Friends, Phones, and Relationships REVIEWING Call Waiting

Welcome to The Real World According To Sam!! This is the fifth Halloween 2020 post. All month long, every day, I will be reviewing or showcasing different books I think may be good for the Halloween season.

 Call Waiting

Author: R. L. Stine
Genre: YA Horror/Mystery Thriller
Year: 1994


Call Waiting

Synopsis:

Someone wants to talk to Karen badly. Very badly. Someone who has something very special to say. 

Someone is calling Karen to say they care. To tell her the plans they've made just for her. Someone wants to reach out. Touch her. Kill her.

Poor Karen. She's all alone this time.

And if Karen can't trace the killer caller...Karen's going to die.

Review:

Call Waiting is another YA book by R. L. Stine. This one is not a Fear Street novel. It's just a casual, stand-alone mystery thriller, with light horror elements. It is the story of Karen, a teenage girl. She's your average teenager. She has a boyfriend, a best friend, and she really wants attention. Particularly, she wants to keep the attention of her boyfriend, Ethan. 

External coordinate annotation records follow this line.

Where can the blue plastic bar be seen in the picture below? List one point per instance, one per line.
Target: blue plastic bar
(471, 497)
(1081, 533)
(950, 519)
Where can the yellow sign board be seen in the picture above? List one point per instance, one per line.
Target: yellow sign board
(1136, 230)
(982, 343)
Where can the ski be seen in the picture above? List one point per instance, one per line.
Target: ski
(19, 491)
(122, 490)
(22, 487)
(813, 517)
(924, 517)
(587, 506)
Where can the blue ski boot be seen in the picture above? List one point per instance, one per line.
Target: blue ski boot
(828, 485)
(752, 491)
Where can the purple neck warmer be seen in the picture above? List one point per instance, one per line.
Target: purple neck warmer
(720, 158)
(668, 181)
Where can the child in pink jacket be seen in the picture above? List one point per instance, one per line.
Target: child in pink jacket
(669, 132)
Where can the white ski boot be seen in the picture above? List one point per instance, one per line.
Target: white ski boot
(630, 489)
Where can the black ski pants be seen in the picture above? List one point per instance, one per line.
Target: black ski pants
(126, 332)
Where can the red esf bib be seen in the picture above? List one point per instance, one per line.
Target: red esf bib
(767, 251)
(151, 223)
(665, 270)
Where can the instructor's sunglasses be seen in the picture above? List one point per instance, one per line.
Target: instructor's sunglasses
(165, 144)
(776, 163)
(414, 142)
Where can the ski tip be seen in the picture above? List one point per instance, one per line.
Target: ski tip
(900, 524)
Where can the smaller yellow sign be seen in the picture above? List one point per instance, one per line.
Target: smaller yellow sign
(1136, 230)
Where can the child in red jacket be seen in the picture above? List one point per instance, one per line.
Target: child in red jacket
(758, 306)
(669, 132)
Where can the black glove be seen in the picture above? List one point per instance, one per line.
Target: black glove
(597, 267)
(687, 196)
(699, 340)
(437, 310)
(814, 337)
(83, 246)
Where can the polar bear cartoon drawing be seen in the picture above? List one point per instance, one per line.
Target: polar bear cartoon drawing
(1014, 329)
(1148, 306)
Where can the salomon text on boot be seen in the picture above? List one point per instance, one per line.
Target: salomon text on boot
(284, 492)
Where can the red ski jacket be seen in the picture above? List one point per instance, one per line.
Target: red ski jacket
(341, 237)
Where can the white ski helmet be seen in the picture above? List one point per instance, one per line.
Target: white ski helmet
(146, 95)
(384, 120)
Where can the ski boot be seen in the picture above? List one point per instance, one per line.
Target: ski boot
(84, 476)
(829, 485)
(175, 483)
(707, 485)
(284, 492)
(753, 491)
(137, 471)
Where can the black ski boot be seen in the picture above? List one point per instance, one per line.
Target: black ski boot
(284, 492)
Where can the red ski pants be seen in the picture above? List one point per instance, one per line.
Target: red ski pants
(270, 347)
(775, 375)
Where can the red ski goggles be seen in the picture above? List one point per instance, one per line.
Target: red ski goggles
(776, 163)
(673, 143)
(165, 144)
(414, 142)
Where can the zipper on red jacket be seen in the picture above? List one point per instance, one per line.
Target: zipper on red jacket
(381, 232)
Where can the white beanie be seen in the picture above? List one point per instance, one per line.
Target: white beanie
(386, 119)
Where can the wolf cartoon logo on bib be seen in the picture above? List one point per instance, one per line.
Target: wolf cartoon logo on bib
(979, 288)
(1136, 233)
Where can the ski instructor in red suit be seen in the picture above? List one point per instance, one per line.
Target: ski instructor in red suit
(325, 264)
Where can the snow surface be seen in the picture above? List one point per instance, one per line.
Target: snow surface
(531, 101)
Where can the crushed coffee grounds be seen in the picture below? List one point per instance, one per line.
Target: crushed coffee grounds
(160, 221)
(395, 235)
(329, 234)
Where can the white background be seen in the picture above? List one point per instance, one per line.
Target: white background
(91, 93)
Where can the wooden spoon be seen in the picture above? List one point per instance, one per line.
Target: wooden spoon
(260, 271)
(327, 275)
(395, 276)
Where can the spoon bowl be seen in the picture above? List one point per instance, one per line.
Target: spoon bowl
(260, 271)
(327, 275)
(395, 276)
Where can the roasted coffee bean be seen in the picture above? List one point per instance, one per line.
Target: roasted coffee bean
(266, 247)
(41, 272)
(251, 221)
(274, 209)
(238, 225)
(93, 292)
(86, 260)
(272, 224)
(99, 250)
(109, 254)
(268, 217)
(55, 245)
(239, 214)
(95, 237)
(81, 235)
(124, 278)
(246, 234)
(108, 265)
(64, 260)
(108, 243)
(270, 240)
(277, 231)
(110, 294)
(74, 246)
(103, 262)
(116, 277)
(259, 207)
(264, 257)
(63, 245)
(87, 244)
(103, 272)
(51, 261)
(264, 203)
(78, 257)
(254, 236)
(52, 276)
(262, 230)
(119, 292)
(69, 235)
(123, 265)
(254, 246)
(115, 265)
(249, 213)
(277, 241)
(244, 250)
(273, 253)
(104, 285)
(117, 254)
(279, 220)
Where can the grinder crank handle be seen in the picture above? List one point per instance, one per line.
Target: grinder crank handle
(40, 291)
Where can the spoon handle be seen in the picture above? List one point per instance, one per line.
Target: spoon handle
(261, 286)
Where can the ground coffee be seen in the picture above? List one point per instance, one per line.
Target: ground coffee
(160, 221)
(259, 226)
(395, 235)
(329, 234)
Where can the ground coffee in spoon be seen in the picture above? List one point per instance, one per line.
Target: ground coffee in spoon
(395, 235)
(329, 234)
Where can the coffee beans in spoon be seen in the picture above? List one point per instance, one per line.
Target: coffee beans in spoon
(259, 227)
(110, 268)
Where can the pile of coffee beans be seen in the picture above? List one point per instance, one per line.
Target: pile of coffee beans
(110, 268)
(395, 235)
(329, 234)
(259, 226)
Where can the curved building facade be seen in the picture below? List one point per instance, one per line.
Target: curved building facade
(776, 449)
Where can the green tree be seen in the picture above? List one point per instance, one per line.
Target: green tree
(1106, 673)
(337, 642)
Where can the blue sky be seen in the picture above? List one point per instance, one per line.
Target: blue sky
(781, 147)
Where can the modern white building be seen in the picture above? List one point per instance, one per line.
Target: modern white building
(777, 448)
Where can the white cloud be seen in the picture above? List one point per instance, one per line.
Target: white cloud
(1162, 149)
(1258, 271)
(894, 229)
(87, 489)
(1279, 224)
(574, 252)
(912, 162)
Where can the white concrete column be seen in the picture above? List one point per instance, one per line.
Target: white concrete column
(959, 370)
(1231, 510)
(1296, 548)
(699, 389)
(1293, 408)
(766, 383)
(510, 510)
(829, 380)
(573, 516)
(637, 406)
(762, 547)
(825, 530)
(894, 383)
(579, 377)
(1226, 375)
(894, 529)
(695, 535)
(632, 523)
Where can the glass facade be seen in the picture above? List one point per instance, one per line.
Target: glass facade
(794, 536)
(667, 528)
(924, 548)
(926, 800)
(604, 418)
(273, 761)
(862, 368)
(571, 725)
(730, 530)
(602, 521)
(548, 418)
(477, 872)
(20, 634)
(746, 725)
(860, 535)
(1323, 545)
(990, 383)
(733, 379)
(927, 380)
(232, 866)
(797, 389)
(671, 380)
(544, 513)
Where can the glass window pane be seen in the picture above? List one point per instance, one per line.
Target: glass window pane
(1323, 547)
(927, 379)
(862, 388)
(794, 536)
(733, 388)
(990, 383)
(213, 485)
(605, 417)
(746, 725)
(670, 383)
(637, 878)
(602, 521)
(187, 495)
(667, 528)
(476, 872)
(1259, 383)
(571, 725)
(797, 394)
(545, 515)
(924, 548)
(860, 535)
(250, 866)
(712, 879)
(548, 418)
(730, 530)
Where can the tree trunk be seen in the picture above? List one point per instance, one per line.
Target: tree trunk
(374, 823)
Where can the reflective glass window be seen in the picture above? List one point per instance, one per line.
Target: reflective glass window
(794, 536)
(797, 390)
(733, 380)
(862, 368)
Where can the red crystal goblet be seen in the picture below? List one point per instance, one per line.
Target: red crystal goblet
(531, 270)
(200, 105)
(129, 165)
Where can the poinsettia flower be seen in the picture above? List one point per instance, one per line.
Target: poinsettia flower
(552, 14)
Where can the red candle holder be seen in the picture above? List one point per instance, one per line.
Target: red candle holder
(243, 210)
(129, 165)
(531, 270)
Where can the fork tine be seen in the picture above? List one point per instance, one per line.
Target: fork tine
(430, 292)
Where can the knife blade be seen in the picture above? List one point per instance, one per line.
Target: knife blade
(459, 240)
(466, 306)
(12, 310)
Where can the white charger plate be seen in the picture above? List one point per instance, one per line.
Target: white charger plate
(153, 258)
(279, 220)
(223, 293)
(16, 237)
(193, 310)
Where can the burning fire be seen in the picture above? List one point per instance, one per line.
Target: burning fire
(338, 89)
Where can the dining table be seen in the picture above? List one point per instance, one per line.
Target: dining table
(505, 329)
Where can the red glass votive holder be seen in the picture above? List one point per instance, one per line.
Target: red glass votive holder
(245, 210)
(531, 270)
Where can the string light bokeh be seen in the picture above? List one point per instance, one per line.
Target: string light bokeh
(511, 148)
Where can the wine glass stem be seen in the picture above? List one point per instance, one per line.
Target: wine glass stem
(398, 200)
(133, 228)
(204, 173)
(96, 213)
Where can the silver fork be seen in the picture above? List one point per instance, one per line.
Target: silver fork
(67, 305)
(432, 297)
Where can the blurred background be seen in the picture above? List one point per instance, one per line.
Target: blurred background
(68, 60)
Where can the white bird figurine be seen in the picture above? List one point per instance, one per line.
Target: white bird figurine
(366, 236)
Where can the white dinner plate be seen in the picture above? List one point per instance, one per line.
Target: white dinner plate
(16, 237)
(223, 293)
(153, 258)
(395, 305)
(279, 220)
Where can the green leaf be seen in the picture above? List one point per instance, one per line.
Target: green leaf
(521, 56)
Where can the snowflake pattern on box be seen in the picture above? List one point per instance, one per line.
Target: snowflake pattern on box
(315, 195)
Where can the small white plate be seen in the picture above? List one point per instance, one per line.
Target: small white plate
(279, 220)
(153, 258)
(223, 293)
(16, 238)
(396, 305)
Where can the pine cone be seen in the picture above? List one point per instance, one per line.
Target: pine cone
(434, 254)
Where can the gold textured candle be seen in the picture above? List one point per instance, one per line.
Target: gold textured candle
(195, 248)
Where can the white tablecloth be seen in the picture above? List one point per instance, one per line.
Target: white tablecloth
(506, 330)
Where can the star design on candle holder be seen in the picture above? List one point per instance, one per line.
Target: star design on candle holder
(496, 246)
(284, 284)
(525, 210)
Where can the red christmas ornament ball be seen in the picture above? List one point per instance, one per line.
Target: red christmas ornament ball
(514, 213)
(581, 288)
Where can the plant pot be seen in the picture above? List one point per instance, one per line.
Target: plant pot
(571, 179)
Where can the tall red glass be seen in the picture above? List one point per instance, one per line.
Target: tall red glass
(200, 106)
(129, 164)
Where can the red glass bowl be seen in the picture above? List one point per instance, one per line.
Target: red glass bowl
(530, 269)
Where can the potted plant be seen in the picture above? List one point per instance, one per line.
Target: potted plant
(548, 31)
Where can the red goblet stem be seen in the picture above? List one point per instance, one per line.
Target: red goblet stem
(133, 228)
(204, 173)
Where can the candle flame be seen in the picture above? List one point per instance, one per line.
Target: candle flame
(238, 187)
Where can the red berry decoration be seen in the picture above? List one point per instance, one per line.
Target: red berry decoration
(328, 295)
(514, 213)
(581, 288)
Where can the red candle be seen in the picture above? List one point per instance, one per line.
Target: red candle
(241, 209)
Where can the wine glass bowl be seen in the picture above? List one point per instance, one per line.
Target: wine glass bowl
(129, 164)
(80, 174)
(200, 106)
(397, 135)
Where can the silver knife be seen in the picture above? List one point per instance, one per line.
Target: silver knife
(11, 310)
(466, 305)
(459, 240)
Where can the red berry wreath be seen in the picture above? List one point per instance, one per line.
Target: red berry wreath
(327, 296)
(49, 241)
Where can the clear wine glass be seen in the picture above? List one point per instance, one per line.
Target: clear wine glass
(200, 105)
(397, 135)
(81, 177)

At the start of this book, Karen is having a stake-out with her best friend, Micah. Karen is worried her boyfriend is losing interest in her and cheating on her with a popular girl from school named Wendy. To try and find out, the two of them are sitting in Karen's car, waiting to see if Ethan pulls up to his house at the appropriate time he is supposed to get off work. Afterwards, she still isn't convinced, but she also begins to receive creepy phone calls. The caller tells her he is going to hurt her, so she repeatedly calls Ethan over when this happens. Who is doing this? Is it her strange cousin who just moved back into town? Her prankster of a brother? Or is it someone else who seriously wants to hurt Karen? 

This one....is interesting. While the premise seems incredibly creepy, the actual execution of this book ends up anything but. The mystery gets solved in a way that isn't inherently predictable, but is definitely something worth shaking your head at. The amount of focus and effort that Karen exerts on trying to keep Ethan is absurd. There are several mishaps that occur in this book and every single one is more ridiculous than the last. This one really never fully gets to a level of horror that Stine's books tend to. It does get pretty scary in terms of what these teenagers are capable of doing though. Honestly, many points of this book are just incredibly laughable. Karen doesn't really have a personality, until she starts to potentially lose her mind a bit. Micah is also as bland as characters come. Ethan is not a very interesting boy, much less a romantic interest for the main character to a certain extent. I do slightly applaud his dedication by the end of the book, but that applause is largely overshadowed by the numerous problems this book has. Most of which lie with the main character. 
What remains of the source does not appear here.